Our wallets and purses and what they can or cannot buy have slowly morphed into a metaphor of what we have become.
If we don’t have what’s new, are we really OK? Are we really doing well? Do we need help paying our water bill?
Even if we have objects and appliances that work perfectly fine, why are we still encouraged to buy the newer, “better” thing? Is it because we can and are living a fever dream of swiping the card to purchase something new? Probably, but it seems like we have the urge to crack the wallet on purchases that aren’t necessary more than a couple of times every few months.
And that’s OK, too. I’d say about everyone does it. Call it small-scale conspicuous cosumotion. Or, put another way, just showing off the credit card a little.
Can we help ourselves? We live in a culture where we’re taught to reward ourselves after a straining day or week. It’s a good marketing strategy that some call “self-care,” which is good in theory, but nowadays it feels like every day is more straining than the other. Or maybe I have yet to adjust to this pandemic or that adulting thing I keep at arm’s length over there in the corner.

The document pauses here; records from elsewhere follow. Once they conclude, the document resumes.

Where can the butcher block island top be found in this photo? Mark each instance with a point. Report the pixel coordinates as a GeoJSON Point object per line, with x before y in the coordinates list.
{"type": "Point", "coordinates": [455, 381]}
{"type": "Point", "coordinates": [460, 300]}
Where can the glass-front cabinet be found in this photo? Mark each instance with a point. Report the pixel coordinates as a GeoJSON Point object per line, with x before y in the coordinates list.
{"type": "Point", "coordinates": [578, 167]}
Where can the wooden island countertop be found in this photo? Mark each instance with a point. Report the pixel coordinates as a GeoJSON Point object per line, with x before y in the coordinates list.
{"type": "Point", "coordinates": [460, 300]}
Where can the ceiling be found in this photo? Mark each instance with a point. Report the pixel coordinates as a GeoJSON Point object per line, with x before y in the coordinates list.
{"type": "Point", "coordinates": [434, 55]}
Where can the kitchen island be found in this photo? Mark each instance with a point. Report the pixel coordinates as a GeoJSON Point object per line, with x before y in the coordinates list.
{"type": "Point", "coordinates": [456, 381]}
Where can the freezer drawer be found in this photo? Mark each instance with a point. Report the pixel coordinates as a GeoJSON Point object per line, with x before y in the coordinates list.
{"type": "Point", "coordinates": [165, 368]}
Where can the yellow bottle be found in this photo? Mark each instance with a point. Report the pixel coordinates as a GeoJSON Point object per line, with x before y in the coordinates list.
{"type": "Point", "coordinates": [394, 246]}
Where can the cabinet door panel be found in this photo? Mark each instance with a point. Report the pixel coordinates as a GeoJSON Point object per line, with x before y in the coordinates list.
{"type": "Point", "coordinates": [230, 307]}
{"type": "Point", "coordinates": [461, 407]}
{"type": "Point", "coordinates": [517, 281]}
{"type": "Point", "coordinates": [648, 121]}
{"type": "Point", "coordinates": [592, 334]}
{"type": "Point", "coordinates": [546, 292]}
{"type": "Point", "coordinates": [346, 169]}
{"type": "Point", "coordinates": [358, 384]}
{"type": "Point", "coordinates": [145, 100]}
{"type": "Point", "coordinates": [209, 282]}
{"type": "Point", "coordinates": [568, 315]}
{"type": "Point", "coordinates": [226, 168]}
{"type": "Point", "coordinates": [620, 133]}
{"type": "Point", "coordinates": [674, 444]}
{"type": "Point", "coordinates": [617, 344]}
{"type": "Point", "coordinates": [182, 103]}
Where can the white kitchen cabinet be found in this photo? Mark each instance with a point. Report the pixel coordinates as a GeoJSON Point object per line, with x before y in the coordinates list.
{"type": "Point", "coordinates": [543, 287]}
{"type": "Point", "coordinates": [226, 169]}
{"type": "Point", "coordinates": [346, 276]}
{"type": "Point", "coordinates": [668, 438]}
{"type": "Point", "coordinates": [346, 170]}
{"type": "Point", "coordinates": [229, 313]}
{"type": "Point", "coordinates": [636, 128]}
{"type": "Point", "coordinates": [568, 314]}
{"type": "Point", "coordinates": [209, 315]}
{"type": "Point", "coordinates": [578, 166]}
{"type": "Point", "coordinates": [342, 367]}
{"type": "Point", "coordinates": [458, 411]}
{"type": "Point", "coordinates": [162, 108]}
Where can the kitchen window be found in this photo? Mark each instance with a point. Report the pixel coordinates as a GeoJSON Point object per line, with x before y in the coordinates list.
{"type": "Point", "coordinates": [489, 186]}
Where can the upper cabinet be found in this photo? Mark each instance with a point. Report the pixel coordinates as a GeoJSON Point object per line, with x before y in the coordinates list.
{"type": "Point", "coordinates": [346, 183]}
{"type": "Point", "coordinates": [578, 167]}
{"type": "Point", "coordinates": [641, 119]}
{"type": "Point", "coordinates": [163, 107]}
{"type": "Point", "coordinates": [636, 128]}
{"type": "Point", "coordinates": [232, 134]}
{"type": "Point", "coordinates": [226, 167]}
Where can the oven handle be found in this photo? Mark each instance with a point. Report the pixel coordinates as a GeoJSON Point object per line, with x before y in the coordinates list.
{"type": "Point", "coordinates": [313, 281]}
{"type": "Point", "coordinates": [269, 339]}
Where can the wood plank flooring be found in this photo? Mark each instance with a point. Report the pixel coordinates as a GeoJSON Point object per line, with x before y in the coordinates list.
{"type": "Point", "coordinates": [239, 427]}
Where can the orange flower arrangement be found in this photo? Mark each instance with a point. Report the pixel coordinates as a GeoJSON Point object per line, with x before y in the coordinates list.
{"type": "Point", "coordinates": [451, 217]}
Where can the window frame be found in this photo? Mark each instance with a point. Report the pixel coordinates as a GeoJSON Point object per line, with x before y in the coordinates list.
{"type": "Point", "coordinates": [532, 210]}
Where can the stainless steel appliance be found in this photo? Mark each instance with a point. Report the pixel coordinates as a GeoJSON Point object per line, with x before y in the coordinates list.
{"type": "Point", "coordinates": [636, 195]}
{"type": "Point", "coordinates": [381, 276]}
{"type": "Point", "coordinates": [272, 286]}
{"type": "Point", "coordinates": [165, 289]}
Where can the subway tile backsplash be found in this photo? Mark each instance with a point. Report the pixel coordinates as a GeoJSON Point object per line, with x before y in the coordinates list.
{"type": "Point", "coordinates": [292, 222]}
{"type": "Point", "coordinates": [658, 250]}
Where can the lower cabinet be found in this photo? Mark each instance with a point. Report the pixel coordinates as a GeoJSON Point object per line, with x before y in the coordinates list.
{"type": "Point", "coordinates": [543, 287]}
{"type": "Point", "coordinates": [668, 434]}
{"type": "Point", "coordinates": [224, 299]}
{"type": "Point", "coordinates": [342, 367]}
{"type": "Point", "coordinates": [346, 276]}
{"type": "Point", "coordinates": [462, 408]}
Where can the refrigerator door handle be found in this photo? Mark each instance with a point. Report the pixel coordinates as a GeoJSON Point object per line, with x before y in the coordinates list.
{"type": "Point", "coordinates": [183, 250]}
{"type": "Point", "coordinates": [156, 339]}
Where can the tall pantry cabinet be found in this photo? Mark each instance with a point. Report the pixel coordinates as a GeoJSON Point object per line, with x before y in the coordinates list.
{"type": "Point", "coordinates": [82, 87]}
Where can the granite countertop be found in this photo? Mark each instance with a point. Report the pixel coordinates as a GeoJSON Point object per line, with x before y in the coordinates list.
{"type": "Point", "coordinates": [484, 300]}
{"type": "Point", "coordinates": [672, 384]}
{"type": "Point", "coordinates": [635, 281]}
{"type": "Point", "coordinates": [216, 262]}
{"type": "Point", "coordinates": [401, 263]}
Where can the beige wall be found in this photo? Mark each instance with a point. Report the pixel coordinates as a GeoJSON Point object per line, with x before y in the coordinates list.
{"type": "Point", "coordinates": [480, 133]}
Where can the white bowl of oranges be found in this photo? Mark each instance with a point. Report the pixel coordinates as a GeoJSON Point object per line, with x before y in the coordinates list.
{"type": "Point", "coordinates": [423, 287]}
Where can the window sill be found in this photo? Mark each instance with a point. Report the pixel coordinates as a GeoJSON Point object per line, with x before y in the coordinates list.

Anyway, we also live in a world where we are bombarded with new things constantly. They’re everywhere. The internet is plastered with advertisements often catered specifically to ourselves – which I have an issue with, but that’s for another day. Heck, our friends and family can even persuade us to buy things. That’s free advertisement. It’s great. It’s an addiction, seeing what’s new and good. The old plastic aroma that sweeps from new purchases – something that a candle could never replace.
According to an article from PBS, “The Rise of American Consumerism,” this all started after the second World War. The guys came home to a nation that rose from the ashes of the Great Depression into one that was flourishing because of consumer jobs. So, Americans began buying things that they needed (and didn’t) to support the jobs and the new prosperity supported by the war effort itself. It was the American thing to do. And that makes sense.
But this same buying tradition hasn’t really left us, though many products that we purchase are not even made in the good ol’ USA. Is it still the patriotic thing to do? I’m not sure, but I’m thinking no.
Buying? It’s who we are, what we have become. What we have and what we don’t. It’s all a look. The amount that we are persuaded to spend on something we don’t really want signifies our worth. Or so we are led to believe. Our consumer society has become one of the biggest scammers I’ve ever seen. Sure, we don’t need it, but we’ll buy it to show others. It’s not our fault. It’s the culture, and most want to join in on the conversation about what they like or don’t like after purchasing that new, shiny and wholly unnecessary object.
It’s a curse. Sure, it may be a blessing in disguise for the economy, but where do we draw the line of giving mega companies what they want and what we do not need? Where do we find middle ground? Can’t we live simply?
I don’t know. In the pre-Covid world, I was just a girl who used to go to the store to admire, touch and fall in love with garments I knew I wasn’t going to buy – maybe.